Our hypothesis is PSMA-targeted nanocarrier delivery of the PI3K-p110beta inhibitor TGX-221 will eliminate prostate cancer cells that are dependent on p110beta for proliferation and survival. This hypothesis has been based on our recent publications and preliminary data, as well as previous reports from other groups. The rational is that its successful completion would lead to a novel therapy for prostate cancer. The objective of the proposed study is to establish that a nanocarrier-approach for targeted p110beta-specific inhibition in prostate cancer cells. This cancer cell-targeted nanocarrier approach will be effective in blocking xenograft tumor growth with few or no side-effects, which fits into our long term goal of developing novel therapeutic strategies for prostate cancer treatment.
Ideally, a functionalized nanocarrier targeting prostate cancer cells for clinical use should have high tissue/cell selectivity, molecular target specificity and long blood stream circulating time to increase the efficiency of delivered therapeutic molecules. The nanocarrier should not have a broad range of tissue distribution to avoid systemic side effects. Therefore, in this proposal, we plan to develop such a nanocarrier with components that are biocompatible, biodegradable and FDA-approved.

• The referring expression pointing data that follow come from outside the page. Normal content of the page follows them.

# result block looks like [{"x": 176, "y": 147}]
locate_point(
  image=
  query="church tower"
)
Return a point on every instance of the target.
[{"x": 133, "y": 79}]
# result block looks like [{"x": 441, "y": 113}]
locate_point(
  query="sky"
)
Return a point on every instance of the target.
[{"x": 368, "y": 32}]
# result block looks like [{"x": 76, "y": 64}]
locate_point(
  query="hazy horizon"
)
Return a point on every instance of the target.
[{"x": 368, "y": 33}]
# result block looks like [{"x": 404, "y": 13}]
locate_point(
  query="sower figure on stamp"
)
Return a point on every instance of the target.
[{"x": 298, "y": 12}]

This project was supported by a grant from DOD PCRP.
Prostate cancer at the castration-resistant stage is a life-threatening disease without means to cure in clinic. Although few new drugs such as Enzalutamide (marketed as XtandiTM) and Abiraterone Acetate (Zytiga®), as well as the first prostate cancer vaccine PROVENGE (Sipuleucel-T) were introduced in clinic recently for this patient population, the benefit for them was only a few month extension of survival. Obviously, there is an urgent need to develop more effective therapies. Ideally, any cancer therapy should be able to selectively kill cancer cells without harming benign tissues. With this idea in mind, after several years of hard working, we recently identified a novel small molecule Alternol that preferentially kills malignant prostate cancer cells over benign prostate-derived epithelial cells. Alternol is produced by a mutant micro-organism isolated from the bark of a yew tree, similar to the source of Paclitaxel. Both our very recent publication (Tang et al. Mol Cancer Therapeutics 2014) and works from others demonstrated that Alternol triggers apoptotic cell death in cancer cells. Our initial analyses revealed that Alternol-induced apoptotic cell death depends on reactive oxygen species (ROS)-mediated activation of pro-apoptotic Bax protein in prostate cancer cells. We are now working on the mechanisms of molecule's action on cancer cells and benign cells to develop it as a novel anti-cancer therapy.